David Cameron’s definition of Britishness contains within it the three central tenets of political correctness: racial equality, gay rights and sexual equality. That means anyone, indigenous or immigrant, who does not agree with political correctness is, in NuTory Boy’s eyes,not British.
This is decidedly sinister. It means that the official Government position now makes illegitimate those who, for example, wish to object to mass immigration on the grounds that it is a surreptitious form of conquest, anyone who refuses to accept that civil partnership is equal to marriage or those who reject the idea that sexual equality means there must be women in equal numbers to men in every form of employment.
Cameron is also being disingenuous. Just before the last general election the Equalities Act 2010 (http://www.legislation.gov.uk/ukpga/2010/15/section/4) was passed with all-party support. The Act has jurisdiction over what are termed ”protected characteristics” . These are: age; disability; gender reassignment; marriage and civil partnership; pregnancy and maternity; race; religion or belief; sex; sexual orientation
The key characteristics are “race” and “religion or belief”. The whole apparatus of UK public service (including schools) are required to “protect” all the categories. “Protecting” race and religion or belief means in practise that multiculturalism will be preserved. To take one example, it will be impossible to teach British history honestly because it would be deemed either insulting or excluding to ethnic minorities. Disability and marriage also offer opportunities for the reinforcement of multiculturalism.

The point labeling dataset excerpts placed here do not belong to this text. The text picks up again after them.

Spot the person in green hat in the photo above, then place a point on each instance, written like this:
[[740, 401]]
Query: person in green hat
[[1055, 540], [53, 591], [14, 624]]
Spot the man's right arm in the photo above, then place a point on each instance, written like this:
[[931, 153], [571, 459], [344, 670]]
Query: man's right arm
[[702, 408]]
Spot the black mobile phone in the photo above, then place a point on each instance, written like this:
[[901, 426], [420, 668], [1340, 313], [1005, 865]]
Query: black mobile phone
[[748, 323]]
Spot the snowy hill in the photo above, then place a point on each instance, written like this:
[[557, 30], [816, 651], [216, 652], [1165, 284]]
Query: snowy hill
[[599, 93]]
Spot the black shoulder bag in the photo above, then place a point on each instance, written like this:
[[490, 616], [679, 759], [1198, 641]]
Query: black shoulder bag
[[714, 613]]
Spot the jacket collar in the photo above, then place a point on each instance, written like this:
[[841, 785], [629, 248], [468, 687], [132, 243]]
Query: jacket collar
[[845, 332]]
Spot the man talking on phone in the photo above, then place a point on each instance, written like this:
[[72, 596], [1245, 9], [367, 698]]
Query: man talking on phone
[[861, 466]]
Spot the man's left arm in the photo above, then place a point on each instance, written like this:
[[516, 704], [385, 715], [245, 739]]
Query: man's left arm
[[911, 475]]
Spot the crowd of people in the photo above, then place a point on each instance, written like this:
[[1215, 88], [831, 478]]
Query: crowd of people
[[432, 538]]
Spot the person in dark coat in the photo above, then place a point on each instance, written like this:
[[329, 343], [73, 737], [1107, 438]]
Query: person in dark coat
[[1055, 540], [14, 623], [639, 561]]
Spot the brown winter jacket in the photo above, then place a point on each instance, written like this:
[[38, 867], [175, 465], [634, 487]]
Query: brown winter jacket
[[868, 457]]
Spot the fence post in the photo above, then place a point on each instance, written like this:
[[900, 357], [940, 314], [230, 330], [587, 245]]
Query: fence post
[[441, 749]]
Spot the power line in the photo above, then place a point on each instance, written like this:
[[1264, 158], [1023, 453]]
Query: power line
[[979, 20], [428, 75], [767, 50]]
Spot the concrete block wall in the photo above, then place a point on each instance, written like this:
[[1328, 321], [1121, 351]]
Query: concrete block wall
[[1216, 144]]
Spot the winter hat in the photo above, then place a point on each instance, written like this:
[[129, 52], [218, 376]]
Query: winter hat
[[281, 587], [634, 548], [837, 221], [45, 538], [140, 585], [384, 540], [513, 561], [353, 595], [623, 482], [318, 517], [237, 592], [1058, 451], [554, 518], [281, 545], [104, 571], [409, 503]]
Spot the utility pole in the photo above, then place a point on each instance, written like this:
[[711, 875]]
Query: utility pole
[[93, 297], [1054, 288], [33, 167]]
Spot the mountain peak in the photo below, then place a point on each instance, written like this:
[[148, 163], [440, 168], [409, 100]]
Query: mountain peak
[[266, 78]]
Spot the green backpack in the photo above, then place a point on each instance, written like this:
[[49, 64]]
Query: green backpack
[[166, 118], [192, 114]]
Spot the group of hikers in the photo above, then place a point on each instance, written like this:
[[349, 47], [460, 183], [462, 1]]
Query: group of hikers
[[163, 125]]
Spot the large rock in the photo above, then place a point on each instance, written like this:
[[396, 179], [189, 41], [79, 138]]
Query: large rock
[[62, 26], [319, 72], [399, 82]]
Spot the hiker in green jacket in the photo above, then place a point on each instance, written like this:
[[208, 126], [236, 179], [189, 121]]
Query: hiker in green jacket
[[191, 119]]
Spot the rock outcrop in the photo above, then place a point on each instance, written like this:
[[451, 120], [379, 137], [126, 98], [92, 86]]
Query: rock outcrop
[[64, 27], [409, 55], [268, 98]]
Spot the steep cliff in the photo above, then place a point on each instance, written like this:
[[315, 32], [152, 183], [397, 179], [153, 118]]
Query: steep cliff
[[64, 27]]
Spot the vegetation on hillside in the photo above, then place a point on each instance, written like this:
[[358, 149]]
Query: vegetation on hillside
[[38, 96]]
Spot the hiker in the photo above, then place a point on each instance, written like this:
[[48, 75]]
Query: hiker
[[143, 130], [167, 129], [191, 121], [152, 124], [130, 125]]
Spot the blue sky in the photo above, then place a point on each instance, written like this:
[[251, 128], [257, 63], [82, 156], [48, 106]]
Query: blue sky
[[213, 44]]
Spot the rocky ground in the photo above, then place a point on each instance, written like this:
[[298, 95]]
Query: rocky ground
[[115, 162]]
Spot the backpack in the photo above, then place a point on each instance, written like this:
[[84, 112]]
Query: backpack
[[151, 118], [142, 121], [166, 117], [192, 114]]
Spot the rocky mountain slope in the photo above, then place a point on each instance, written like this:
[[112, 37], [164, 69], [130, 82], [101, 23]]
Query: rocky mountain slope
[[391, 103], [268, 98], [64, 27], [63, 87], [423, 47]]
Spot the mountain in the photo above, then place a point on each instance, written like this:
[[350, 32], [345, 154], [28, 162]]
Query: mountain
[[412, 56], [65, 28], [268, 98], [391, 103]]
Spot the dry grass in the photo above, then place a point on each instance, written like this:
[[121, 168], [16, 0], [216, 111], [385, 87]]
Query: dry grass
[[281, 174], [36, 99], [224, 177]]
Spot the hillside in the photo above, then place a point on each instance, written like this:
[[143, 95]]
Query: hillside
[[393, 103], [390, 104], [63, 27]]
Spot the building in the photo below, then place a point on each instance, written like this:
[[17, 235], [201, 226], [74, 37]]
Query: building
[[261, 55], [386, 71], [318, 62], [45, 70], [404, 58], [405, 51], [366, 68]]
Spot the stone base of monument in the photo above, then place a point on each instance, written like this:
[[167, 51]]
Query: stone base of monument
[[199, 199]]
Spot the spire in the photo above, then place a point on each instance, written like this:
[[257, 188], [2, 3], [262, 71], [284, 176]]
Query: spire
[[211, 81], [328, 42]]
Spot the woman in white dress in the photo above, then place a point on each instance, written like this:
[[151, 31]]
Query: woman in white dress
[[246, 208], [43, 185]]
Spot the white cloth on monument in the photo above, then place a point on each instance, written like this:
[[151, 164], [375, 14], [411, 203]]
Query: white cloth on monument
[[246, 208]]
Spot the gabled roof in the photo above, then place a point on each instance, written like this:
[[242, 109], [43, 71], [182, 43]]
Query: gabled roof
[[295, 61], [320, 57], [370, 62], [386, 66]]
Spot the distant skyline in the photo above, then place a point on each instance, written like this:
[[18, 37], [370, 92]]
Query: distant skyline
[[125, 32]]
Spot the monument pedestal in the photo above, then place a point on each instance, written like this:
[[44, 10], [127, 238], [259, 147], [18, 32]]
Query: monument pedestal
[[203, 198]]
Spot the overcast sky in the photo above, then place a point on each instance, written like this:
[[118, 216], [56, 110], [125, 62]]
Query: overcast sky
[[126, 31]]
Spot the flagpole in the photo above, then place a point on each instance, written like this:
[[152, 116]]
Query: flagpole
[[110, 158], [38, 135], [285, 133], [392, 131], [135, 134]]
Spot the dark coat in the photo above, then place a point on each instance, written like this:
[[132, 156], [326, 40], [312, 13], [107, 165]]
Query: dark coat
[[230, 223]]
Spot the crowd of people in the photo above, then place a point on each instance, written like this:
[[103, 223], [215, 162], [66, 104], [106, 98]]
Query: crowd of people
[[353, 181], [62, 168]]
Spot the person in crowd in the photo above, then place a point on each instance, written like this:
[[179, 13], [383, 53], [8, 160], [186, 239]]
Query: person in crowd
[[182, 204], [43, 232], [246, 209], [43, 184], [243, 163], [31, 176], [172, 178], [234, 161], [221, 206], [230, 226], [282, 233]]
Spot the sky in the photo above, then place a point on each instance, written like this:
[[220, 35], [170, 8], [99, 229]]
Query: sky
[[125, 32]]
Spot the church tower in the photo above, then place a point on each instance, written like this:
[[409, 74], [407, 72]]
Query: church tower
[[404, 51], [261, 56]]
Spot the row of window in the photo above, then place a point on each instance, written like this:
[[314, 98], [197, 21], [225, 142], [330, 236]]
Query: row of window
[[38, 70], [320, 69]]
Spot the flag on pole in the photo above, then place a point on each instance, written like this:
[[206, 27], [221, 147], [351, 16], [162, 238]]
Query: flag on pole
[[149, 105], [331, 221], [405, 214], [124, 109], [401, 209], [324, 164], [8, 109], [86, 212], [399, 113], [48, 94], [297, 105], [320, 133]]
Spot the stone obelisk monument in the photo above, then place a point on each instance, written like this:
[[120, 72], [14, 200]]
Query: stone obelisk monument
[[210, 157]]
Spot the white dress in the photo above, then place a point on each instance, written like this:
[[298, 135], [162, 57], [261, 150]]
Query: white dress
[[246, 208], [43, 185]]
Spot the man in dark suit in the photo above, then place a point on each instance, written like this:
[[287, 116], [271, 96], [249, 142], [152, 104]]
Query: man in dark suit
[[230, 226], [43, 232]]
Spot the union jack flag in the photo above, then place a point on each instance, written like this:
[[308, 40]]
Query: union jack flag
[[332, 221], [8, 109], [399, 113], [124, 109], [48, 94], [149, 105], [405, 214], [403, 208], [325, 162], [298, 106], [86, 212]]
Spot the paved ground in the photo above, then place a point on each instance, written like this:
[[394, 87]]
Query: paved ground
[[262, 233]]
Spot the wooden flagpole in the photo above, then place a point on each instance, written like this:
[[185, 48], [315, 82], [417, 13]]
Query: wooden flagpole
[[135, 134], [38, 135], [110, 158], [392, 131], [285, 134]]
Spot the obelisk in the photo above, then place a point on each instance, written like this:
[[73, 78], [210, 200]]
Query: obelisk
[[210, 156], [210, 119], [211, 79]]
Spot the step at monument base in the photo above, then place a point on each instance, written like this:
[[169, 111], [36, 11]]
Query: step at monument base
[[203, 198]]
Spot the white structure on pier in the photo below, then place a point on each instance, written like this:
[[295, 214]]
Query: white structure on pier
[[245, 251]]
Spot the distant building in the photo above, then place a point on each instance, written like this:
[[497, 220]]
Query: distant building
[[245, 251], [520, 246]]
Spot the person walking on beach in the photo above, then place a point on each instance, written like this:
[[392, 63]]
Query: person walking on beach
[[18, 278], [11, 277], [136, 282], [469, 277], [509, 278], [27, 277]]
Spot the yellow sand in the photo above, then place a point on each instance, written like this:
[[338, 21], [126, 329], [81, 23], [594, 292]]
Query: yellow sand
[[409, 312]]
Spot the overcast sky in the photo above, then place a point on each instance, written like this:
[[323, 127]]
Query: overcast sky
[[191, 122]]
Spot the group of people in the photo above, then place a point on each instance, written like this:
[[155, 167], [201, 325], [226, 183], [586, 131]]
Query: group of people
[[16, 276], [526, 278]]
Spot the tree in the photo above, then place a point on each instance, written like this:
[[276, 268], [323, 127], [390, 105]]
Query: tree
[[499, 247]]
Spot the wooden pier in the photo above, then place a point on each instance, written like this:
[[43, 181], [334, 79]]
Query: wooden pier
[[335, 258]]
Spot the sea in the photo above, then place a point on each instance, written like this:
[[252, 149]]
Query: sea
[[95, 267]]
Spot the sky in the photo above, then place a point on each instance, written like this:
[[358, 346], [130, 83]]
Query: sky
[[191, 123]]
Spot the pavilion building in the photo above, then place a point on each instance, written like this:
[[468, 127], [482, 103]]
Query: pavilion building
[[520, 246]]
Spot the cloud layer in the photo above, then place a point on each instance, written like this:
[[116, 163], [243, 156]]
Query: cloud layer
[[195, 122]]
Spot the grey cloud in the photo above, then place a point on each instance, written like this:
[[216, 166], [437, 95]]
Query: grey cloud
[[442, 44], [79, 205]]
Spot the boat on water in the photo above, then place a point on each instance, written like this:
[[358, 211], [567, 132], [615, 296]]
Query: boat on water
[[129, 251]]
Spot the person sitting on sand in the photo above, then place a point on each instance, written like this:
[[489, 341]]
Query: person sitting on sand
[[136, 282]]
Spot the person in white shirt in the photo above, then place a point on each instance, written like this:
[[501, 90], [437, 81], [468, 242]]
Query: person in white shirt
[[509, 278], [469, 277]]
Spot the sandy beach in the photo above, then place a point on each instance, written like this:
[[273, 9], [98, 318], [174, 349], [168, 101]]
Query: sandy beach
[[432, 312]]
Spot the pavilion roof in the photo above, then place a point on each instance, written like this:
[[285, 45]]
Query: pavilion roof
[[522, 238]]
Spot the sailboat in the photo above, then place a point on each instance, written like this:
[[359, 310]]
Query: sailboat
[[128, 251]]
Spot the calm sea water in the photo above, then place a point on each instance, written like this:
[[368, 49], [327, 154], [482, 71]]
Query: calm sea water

The cultural fragmentation of the UK also has the devolution dimension. Where do ethnic minorities actually stand in a devolved UK? German-born Labour MP Gisela Stuart writing in online magazine openDemocracy.net in December 2005 described the problem, whilst also gaily insulting the English: “It has only been in the last five years or so that I have heard people in my constituency telling me ‘I am not British – I am English’. That worries me.
“British identity is based on and anchored in its political and legal institutions and this enables it to take in new entrants more easily than it would be if being a member of a nation were to be defined by blood.
“But a democratic polity will only work if citizens’ identification is with the community as a whole, or at least with the shared process, which overrides their loyalty to a segment.” (Quoted in Birmingham Mail 18 11 2005)
The problem for people such as Ms Stuart is that Britishness was destroyed by devolution. There is no longer a comfortable overarching label of British under which everyone can be placed. All that is left for the people of Britain to cling to are emotional ethnicities.
The situation is most acute in England because that is where the majority of ethnic minorities in the UK live. There is hard evidence that ethnic minorities in England routinely do not think of themselves as English. In 2005, the CRE commissioned from the research firm Ethnos a poll designed to discover how Britons identify themselves (http://www.cre.gov.uk/downloads/what_is_britishness.pdf). A couple of passages are particularly telling:
“In England, white English participants identified themselves as English first and British second, while ethnic minority participants perceived themselves as British. None identified as English, which they saw as meaning exclusively white people.”
“Britishness was associated with great historical and political achievements, but only amongst white participants (whether from England, Scotland or Wales), not those from ethnic minority backgrounds”.
This tells us two things: ethnic minorities in England routinely reject the idea of Englishness and ethnic minorities everywhere in the UK have no identification with Britain’s past. So much for Britishness.